En
primera persona
Héctor Muñoz. MÁLAGA.
La
tarde del día 26 del presente publiqué en el diario Sur de Málaga un
comentario, redactado en estilo informativo, a la noticia aparecida en dicho
periódico sobre el evento celebrado ese misma mañana en el hospital Carlos
Haya, para presentar a la prensa el exitoso ―y pionero en España― trasplante
renal cruzado[1]. El
comentario era, en sí mismo, otra noticia: la de que a un profesional,
relacionado con el sistema de donación de órganos y trasplantes, se le había
prohibido la asistencia al acto mencionado.
Ahora es el momento de contarlo con mayor detalle.

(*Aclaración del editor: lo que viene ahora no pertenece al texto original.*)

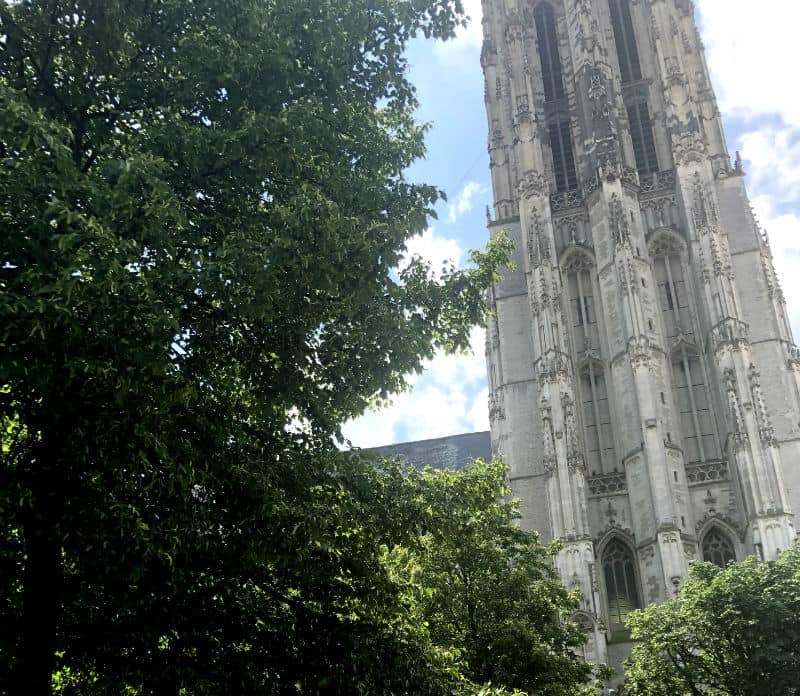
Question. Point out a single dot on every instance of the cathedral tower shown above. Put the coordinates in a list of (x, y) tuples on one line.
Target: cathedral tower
[(644, 383)]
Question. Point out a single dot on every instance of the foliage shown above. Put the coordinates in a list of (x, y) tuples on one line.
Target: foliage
[(203, 207), (731, 632), (487, 588)]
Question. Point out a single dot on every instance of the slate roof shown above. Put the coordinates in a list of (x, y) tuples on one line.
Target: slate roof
[(452, 452)]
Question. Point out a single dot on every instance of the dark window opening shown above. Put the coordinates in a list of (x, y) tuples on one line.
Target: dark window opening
[(625, 39), (563, 157), (644, 146), (620, 576), (584, 312), (547, 40)]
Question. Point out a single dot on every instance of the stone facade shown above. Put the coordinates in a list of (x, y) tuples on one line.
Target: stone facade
[(644, 383)]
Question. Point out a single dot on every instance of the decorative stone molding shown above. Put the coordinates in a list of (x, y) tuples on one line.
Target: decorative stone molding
[(538, 244), (703, 473), (657, 182), (533, 184), (729, 333), (566, 200), (553, 365), (608, 484), (497, 408), (620, 228), (640, 353)]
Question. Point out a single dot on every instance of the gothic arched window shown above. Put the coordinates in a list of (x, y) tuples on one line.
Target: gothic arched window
[(563, 157), (619, 568), (547, 42), (582, 310), (694, 405), (644, 145), (717, 548), (596, 419), (625, 39)]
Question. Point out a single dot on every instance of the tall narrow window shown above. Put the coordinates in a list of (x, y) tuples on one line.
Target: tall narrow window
[(691, 397), (596, 420), (620, 576), (547, 40), (673, 295), (563, 158), (717, 548), (625, 39), (581, 300), (644, 146)]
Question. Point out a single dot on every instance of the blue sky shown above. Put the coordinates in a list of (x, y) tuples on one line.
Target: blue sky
[(751, 54)]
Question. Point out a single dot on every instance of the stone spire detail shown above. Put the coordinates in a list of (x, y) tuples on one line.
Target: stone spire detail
[(639, 353)]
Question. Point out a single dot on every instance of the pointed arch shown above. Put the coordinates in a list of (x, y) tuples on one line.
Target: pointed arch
[(559, 134), (544, 18), (620, 578), (666, 242), (668, 252), (598, 436), (717, 546), (578, 265), (693, 402)]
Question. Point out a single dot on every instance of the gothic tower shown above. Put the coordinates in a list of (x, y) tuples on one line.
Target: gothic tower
[(644, 383)]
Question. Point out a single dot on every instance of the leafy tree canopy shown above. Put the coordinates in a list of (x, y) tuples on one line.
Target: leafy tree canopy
[(486, 587), (203, 207), (731, 632)]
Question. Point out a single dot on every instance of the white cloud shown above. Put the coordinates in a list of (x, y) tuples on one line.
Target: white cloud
[(773, 156), (750, 49), (750, 53), (466, 45), (439, 252), (464, 201), (448, 398), (783, 229)]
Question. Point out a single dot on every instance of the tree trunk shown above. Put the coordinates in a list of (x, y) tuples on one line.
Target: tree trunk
[(41, 607)]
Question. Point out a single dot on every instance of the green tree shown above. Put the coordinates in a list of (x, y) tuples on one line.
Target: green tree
[(731, 632), (203, 204), (487, 588)]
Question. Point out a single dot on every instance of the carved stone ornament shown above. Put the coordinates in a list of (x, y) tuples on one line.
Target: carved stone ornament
[(533, 184), (640, 353), (539, 250), (620, 229), (497, 409), (729, 333)]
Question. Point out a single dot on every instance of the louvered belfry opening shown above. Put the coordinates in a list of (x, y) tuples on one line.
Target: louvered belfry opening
[(547, 44), (563, 157), (625, 39), (644, 146)]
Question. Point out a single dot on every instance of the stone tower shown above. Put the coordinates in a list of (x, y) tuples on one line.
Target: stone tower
[(644, 383)]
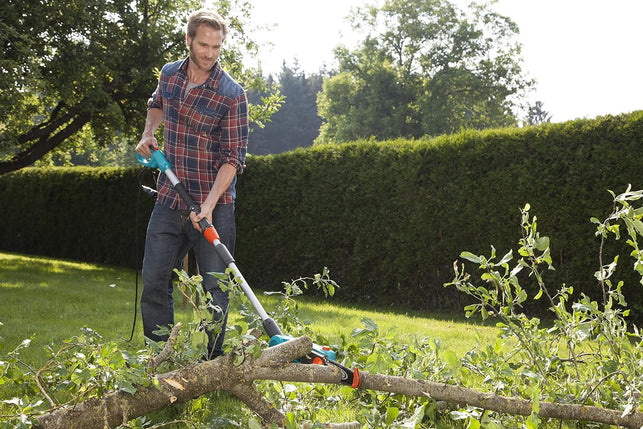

Resulta odioso tener que hacerlo desde la primera persona, puesto que los
ataques a la libertad de información y de expresión, tanto como a los derechos
laborales, son «cosa pública», y más graves, si cabe, cuando tales atentados
son cometidos por instituciones oficiales de poder; por ello, y despreciando el
protagonismo no deseado del que esto escribe, el recurso retórico de la primera
persona no es más que eso: un recurso necesario para no caer en el cinismo.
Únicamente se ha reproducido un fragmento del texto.